On Monday 7th August that year a four year old girl named Sarah McClusky was crossing Edmund Street when she was run over by a horse and cart. After being knocked down by the horse the wheel passed over her body and despite a passing police officer rushing her to hospital she died three hours later from ruptured blood vessels.
The driver of the cart was twelve year old Cornelius Jones, who carried on driving until a local bookkeeper managed to stop him and keep him detained until a police officer took him into custody.
An inquest took place before the Borough Coroner the following day, with the Liverpool Mercury describing Sarah's parents as 'poor but industrious'. Witnesses said that the horse was in a sharp trot and going at about ten miles an hour, with Jones not pulling up for another twenty yards after the cartwheel had tun over Sarah's body.

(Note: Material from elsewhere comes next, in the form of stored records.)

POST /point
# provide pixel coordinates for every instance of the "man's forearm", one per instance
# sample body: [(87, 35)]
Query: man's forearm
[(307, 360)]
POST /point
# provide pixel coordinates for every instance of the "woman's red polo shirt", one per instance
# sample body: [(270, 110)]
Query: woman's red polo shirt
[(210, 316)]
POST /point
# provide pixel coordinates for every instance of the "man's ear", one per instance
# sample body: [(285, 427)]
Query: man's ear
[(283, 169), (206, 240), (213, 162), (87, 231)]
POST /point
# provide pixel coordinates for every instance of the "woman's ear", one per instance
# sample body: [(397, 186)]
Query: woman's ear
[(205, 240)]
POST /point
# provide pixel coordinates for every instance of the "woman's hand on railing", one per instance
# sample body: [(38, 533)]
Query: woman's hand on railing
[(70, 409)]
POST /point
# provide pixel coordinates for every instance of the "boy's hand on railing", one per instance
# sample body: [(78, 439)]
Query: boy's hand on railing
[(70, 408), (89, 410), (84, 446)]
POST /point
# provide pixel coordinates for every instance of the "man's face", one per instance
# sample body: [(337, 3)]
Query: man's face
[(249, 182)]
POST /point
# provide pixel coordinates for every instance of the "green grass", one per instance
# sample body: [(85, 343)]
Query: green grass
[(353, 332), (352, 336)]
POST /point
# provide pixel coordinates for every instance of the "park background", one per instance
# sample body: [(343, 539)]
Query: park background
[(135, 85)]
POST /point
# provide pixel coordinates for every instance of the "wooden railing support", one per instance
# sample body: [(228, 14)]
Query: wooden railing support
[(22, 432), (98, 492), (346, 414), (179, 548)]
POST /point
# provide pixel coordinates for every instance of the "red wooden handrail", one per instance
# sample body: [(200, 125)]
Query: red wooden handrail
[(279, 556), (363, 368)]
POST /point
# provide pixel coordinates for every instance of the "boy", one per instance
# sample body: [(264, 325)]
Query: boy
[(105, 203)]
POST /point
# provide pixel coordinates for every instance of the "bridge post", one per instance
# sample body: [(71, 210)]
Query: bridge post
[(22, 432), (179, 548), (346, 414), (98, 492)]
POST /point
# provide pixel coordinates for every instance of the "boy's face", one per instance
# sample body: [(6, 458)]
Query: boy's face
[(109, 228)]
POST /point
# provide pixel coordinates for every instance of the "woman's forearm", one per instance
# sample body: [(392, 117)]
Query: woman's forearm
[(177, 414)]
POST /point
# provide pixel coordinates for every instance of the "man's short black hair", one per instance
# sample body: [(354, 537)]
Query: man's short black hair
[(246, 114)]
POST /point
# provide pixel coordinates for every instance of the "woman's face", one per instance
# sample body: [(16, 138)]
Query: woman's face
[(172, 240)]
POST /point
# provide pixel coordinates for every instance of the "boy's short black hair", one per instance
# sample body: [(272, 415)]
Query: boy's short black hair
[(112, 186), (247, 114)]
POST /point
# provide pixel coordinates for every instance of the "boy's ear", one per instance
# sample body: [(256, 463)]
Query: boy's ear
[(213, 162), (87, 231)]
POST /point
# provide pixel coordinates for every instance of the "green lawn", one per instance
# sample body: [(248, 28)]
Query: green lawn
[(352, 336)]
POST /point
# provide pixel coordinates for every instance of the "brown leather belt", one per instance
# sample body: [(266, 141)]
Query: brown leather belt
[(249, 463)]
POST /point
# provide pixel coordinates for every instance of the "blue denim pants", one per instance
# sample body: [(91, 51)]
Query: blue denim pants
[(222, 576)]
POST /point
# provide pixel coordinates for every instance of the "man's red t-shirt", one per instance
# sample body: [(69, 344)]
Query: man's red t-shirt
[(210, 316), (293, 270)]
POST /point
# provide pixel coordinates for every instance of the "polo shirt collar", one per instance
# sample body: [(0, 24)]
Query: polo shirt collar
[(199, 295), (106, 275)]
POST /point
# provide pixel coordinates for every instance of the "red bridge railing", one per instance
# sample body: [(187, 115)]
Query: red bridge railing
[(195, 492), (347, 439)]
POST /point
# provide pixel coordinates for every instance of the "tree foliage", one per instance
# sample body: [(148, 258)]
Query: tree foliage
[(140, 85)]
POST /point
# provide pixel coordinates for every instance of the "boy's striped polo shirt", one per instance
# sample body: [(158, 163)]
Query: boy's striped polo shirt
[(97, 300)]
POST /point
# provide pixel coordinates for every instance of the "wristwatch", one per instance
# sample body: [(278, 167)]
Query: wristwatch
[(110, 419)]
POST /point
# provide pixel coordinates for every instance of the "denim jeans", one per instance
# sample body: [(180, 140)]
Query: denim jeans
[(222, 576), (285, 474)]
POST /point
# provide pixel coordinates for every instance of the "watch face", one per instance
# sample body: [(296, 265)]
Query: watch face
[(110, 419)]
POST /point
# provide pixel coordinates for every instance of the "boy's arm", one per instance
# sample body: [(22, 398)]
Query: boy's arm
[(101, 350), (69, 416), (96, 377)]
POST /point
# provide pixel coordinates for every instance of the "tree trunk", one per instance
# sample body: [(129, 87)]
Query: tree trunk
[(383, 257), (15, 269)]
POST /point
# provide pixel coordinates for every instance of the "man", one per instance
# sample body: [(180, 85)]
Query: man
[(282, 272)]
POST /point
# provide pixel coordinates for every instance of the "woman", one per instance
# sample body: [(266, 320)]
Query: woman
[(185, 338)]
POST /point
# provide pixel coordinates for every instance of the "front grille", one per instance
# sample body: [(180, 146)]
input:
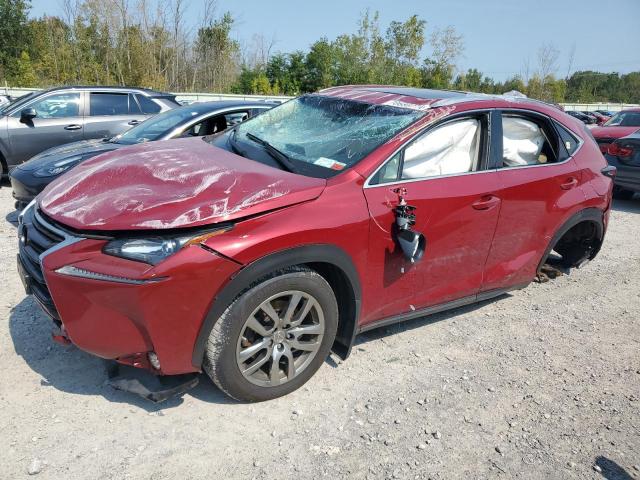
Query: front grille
[(37, 236)]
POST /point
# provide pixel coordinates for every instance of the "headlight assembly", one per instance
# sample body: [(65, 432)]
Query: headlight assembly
[(153, 250)]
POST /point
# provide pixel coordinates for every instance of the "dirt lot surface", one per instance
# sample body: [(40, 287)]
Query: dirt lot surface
[(542, 383)]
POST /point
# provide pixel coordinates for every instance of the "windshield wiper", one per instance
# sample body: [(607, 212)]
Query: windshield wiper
[(280, 157)]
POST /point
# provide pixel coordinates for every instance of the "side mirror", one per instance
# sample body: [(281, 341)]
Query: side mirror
[(28, 114), (412, 244)]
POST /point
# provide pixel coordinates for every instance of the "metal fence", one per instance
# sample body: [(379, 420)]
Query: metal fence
[(208, 97)]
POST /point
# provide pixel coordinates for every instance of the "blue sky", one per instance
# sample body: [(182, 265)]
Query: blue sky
[(499, 34)]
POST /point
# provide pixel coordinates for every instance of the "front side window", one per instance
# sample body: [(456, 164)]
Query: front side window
[(58, 106), (449, 149), (527, 141), (324, 135), (149, 107), (108, 104)]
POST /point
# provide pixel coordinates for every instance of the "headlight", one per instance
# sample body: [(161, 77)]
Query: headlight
[(58, 167), (153, 250)]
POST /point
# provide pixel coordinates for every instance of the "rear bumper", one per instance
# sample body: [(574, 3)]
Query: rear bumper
[(143, 309)]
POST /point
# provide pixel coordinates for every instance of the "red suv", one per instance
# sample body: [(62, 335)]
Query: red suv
[(251, 254)]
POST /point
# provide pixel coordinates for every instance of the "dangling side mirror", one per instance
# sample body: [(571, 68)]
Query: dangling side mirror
[(412, 244)]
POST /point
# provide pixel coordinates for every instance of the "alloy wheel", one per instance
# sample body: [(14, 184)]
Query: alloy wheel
[(280, 338)]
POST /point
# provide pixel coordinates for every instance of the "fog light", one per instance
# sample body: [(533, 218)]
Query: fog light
[(154, 361)]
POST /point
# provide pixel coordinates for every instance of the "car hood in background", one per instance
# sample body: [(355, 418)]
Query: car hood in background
[(84, 148), (174, 184), (613, 132)]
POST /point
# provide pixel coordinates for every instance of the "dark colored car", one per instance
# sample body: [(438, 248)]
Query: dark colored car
[(620, 125), (624, 154), (45, 119), (250, 255), (586, 119), (195, 120), (600, 119)]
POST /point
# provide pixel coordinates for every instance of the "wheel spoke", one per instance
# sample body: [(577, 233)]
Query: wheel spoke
[(309, 304), (254, 324), (249, 352), (293, 304), (274, 372), (310, 346), (313, 329), (291, 367), (271, 313), (257, 364)]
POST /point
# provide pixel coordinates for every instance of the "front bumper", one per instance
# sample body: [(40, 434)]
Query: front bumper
[(140, 309)]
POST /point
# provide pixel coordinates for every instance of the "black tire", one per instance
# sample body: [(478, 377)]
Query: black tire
[(220, 361), (622, 193)]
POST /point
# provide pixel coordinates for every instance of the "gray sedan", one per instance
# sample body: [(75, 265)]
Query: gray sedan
[(45, 119), (197, 119)]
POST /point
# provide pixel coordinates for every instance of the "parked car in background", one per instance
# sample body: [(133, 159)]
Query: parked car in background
[(620, 125), (624, 154), (254, 253), (582, 117), (45, 119), (600, 119), (195, 120)]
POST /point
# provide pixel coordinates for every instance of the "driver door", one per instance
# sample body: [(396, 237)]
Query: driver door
[(443, 172)]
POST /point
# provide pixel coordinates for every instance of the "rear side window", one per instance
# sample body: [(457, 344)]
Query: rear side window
[(148, 106), (528, 140), (108, 104)]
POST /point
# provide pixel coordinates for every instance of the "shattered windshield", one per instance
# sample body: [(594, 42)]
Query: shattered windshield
[(329, 133), (624, 119)]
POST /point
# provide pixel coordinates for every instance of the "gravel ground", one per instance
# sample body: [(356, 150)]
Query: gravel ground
[(542, 383)]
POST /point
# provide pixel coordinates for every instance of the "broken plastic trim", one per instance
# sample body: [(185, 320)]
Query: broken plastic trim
[(81, 273)]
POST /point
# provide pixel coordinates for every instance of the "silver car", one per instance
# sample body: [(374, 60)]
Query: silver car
[(48, 118)]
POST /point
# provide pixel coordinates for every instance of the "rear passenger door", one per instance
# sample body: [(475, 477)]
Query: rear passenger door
[(539, 187), (111, 113)]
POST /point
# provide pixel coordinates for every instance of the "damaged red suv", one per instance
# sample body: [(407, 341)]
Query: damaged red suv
[(254, 253)]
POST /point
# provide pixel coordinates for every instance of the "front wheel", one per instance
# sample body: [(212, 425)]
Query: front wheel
[(273, 337)]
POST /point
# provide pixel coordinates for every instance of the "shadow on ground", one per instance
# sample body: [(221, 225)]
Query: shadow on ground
[(71, 370), (611, 470)]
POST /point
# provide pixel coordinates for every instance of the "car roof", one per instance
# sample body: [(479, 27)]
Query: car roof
[(419, 98), (204, 107), (147, 91)]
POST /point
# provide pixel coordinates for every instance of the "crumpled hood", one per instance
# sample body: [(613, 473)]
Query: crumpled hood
[(172, 184), (613, 132), (84, 148)]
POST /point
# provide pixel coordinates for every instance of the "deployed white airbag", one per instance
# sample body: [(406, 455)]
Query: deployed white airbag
[(522, 142), (449, 149)]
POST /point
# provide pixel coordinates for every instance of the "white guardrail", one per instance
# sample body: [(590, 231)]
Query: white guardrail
[(208, 97), (181, 97)]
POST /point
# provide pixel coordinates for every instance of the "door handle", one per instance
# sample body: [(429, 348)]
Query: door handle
[(569, 183), (486, 202)]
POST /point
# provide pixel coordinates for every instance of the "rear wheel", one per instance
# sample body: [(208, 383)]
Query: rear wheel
[(273, 337), (622, 193)]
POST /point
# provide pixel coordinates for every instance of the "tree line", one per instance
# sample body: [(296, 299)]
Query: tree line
[(150, 44)]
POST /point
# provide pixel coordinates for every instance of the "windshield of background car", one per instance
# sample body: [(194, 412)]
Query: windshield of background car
[(157, 126), (624, 119), (330, 133), (17, 102)]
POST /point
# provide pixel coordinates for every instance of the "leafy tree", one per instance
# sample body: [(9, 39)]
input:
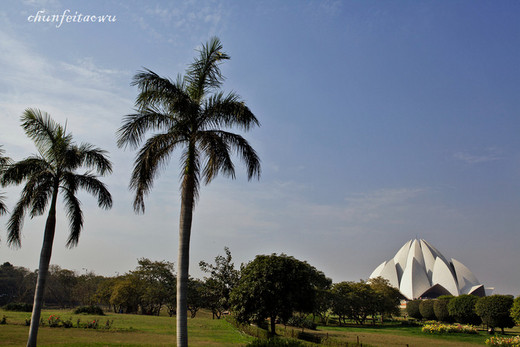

When questioned, Jones said that the cart was owned by an Irishman named Michael McKenna, who was paying him 1 shilling and 4 pence to drive it, less than half the daily rate for adults. The Coroner commented that this was a disgraceful practice merely to save money. The jury returned a verdict of manslaughter, but commented that McKenna was more culpable than Jones, who they referred to as 'the poor prisoner'.
There was nothing the coroner could do about the verdict and he was obliged to commit Jones to Kirkdale gaol for him to await trial at the assizes the following month. Jones was found guilty but treated sympathetically by Justice Cresswell, who sentenced him to fourteen days imprisonment. This was equivalent to time served on remand and Jones was released, with the judge saying that 'those who entrusted him to drive the cart were the more culpable parties'.